中国地方の塾の勢力争い――関西・九州からも有力塾が参入する“超名門校”揃いの教育市場
北陸・甲信越地方と同様、域内に旧帝大を持たない中国地方ではあるが、各県に名門公立高校が存在する上、広島においては国立・私立の“超”名門中高一貫校が数多く揃うなど、教育市場自体は比較的盛んだといえる。そして関西と九州に挟まれた地理的要因もまた、受験業界には大きく影響している。(西田浩史/教育ジャーナリスト、追手門学院大学客員教授、学習塾業界誌『ルートマップマガジン』編集長)
中国地方には旧帝大がない。有力大学ではあるものの、広島大や岡山大などではトップ層を囲い込む役割までは務まらず、隣接する関西や九州に優秀な生徒ほど移ってしまうという基本構図がある。

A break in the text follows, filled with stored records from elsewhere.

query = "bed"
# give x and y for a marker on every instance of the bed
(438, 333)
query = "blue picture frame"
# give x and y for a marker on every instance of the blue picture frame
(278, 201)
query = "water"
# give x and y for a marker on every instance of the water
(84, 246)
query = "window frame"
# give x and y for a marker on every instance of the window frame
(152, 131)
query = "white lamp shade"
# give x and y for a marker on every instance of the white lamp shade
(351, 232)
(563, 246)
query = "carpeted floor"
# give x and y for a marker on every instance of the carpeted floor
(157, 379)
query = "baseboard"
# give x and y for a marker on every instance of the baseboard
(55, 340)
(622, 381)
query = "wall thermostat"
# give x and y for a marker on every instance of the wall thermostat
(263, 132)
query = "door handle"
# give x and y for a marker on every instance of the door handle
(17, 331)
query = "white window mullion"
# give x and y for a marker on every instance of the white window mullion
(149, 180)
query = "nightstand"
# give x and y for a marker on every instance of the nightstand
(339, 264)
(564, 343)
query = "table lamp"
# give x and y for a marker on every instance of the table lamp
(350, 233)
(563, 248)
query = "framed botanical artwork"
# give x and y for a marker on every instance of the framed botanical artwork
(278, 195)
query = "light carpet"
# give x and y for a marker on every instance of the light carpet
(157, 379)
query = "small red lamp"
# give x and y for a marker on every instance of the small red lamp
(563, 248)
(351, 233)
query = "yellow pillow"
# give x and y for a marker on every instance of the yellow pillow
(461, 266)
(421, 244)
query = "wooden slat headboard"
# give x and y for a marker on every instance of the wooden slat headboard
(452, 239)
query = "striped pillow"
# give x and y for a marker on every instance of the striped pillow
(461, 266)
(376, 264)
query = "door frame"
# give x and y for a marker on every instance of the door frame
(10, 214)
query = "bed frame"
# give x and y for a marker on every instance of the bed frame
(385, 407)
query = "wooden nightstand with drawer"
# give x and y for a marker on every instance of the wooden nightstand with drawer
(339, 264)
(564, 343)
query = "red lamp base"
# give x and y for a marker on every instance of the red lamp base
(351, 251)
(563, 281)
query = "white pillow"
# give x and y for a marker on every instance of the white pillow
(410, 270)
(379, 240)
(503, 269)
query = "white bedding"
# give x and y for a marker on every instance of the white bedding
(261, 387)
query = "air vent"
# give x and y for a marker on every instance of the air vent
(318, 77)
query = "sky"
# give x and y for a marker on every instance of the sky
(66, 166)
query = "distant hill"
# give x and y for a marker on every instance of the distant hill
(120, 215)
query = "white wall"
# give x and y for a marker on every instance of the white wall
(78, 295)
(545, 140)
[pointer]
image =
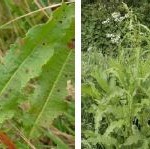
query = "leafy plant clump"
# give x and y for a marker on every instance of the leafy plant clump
(37, 85)
(115, 92)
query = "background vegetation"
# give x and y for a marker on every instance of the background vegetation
(37, 75)
(115, 75)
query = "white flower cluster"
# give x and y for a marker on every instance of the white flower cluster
(114, 38)
(117, 16)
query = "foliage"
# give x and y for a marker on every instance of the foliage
(98, 22)
(34, 88)
(115, 92)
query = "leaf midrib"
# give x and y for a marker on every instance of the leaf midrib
(51, 92)
(14, 74)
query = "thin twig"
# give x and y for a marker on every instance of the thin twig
(28, 14)
(39, 5)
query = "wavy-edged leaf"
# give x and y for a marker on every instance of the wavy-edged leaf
(25, 59)
(48, 100)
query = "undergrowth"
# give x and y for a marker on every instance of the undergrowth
(116, 92)
(37, 75)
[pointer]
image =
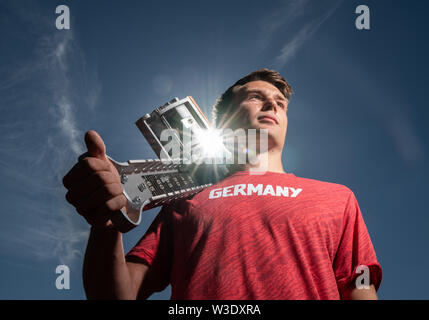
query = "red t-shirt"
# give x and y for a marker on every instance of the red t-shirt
(271, 236)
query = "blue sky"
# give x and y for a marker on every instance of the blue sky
(357, 117)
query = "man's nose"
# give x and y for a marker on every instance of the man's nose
(270, 104)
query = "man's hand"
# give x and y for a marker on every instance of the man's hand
(361, 294)
(94, 186)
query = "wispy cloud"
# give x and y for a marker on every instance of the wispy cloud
(43, 93)
(293, 24)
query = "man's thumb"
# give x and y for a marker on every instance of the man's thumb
(95, 145)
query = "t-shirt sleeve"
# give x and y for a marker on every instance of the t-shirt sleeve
(355, 251)
(155, 250)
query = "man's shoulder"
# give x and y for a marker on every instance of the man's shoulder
(325, 187)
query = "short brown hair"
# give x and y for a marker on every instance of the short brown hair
(223, 104)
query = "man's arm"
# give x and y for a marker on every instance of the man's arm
(106, 274)
(361, 294)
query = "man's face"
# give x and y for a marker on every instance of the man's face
(260, 105)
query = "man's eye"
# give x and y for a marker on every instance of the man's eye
(254, 97)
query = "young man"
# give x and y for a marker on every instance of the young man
(264, 236)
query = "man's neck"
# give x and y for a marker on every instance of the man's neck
(269, 161)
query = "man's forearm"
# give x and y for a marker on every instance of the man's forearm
(105, 272)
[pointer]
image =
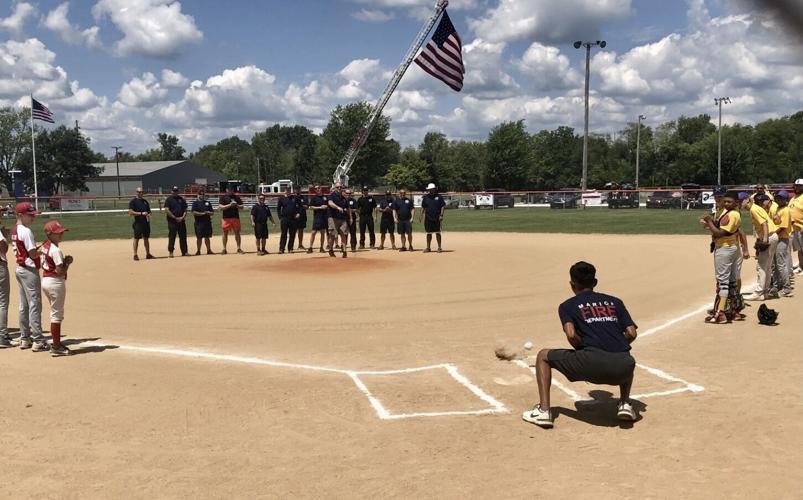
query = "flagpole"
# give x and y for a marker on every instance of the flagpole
(33, 150)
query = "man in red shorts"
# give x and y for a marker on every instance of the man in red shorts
(230, 204)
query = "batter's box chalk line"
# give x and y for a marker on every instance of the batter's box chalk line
(494, 406)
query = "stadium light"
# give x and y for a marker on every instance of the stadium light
(602, 44)
(718, 101)
(638, 145)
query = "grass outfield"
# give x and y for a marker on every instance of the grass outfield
(521, 220)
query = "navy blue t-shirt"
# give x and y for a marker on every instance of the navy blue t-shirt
(599, 319)
(177, 205)
(340, 202)
(261, 213)
(432, 206)
(403, 208)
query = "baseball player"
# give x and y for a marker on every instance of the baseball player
(202, 210)
(725, 245)
(432, 206)
(600, 330)
(54, 282)
(140, 210)
(5, 289)
(230, 204)
(30, 285)
(766, 235)
(318, 204)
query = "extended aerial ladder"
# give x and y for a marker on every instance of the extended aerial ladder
(342, 170)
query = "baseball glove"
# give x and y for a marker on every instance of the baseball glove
(761, 246)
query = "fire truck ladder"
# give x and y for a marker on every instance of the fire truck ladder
(343, 169)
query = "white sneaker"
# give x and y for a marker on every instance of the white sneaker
(539, 417)
(754, 296)
(626, 412)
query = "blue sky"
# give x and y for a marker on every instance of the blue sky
(204, 70)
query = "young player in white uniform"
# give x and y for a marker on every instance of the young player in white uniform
(54, 282)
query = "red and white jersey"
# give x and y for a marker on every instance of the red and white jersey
(51, 257)
(23, 243)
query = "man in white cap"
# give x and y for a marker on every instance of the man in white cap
(432, 206)
(796, 216)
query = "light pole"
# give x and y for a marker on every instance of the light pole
(587, 45)
(117, 160)
(638, 145)
(718, 102)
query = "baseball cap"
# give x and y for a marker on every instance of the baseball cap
(26, 208)
(54, 227)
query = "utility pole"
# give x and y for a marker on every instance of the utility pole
(117, 160)
(718, 102)
(638, 146)
(587, 45)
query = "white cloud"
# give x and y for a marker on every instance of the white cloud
(57, 21)
(173, 79)
(372, 16)
(540, 20)
(19, 14)
(142, 92)
(154, 28)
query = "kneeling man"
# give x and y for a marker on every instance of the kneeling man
(600, 329)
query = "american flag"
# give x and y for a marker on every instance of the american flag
(442, 57)
(40, 111)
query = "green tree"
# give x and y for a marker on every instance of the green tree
(375, 156)
(15, 141)
(63, 160)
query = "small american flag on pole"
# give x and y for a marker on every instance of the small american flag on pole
(442, 57)
(40, 112)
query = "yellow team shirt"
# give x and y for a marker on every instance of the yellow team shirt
(796, 213)
(760, 216)
(730, 221)
(784, 223)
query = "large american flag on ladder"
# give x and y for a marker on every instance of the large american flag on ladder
(442, 57)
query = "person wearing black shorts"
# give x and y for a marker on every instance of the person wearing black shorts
(202, 210)
(386, 221)
(140, 210)
(432, 206)
(601, 330)
(318, 204)
(260, 214)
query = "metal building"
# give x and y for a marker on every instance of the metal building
(153, 176)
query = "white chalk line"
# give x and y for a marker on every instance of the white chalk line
(376, 404)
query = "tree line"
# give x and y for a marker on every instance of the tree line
(674, 152)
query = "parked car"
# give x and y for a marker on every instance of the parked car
(563, 200)
(494, 198)
(664, 199)
(622, 196)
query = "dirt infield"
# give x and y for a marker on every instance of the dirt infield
(296, 376)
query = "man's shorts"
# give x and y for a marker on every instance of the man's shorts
(141, 229)
(203, 229)
(432, 226)
(338, 226)
(261, 229)
(386, 226)
(404, 227)
(230, 225)
(797, 241)
(593, 365)
(318, 224)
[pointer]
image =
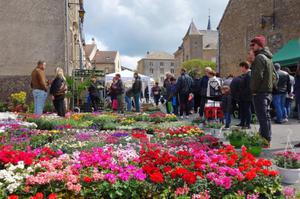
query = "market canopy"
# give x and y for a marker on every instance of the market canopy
(289, 54)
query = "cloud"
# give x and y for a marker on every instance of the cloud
(129, 61)
(134, 27)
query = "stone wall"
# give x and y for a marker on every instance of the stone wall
(242, 21)
(31, 30)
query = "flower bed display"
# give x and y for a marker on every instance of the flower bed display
(87, 160)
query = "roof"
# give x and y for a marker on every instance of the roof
(88, 49)
(105, 57)
(159, 55)
(210, 39)
(289, 54)
(226, 9)
(192, 30)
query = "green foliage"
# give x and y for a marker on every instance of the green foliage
(194, 66)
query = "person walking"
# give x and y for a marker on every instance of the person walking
(120, 93)
(40, 87)
(166, 87)
(155, 92)
(245, 98)
(290, 95)
(136, 90)
(203, 91)
(184, 89)
(213, 87)
(58, 90)
(226, 105)
(197, 93)
(261, 84)
(94, 93)
(297, 90)
(279, 94)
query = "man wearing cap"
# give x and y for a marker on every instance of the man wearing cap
(280, 93)
(261, 84)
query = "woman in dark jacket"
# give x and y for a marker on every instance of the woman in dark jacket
(297, 89)
(57, 90)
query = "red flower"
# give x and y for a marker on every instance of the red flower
(157, 177)
(13, 197)
(250, 175)
(52, 196)
(87, 179)
(189, 178)
(167, 169)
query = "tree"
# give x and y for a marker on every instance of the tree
(194, 66)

とはいえ中高一貫校や公立高校には全国的にも名が轟く名門校が多く、域内の受験市場自体は熱い。さらに教育学分野で名門とされる広島大学がある影響か、全国の塾関係者からは「中国地方の塾は優秀な講師が多い」との声もよく挙がる。
広島の塾の「二強」
まずは同地方の中心地、広島。日本全国、公立の名門高校が頂点に君臨する都道府県が大半である中、広島はやや事情が異なる。広島大附属と広島大附属福山の国立中高一貫校、広島学院と修道の私立中高一貫校が絶対的なブランドを持ち、その下に公立高校が位置するという、国立・私立→公立という序列が存在するのだ。
これらのトップ中学・高校の合格実績において、広島では鷗州塾(AIC鷗州グループ)と田中学習会のツートップを筆頭に、地元の名門塾がしのぎを削る。
頭一つ抜ける鷗州塾は特に国立に強く、広島大附属と広島大附属福山の高校合格者がトップ。さらに小学校受験にも注力しているのが特徴で、広島大附属小、広島大東雲小などの人気小学校でもナンバーワンの合格実績を誇る。この層の多くは広島大学附属、広島学院などの中高一貫校へ進学するため、つまり早期から高学力層を安定的に囲い込んでいるというわけだ。隣接する岡山や山口に多数、さらに大阪、愛知にも校舎を構えるなど、中国地方を代表する塾としての存在感は絶大である。
なお同塾を展開するAIC鷗州グループは私立中高一貫の有力校、AICJ中学・高校も抱えていて、海外大への合格実績の高さなどで、昨今全国的に注目を高めている。
一方田中学習会は、広島を中心に、岡山、香川にも地盤を広げる大手塾だ。広島大附属など国立トップ高校では鷗州塾に次ぐ合格実績を誇る上、基町をはじめとした名門公立高校においては鷗州塾に勝る実績を維持している。小学校受験から大学受験まで一貫した指導を強みとする鷗州塾に対し、地域の学校との距離感が近く、公立高校への進学を強みとするのが田中学習会の特徴といえようか。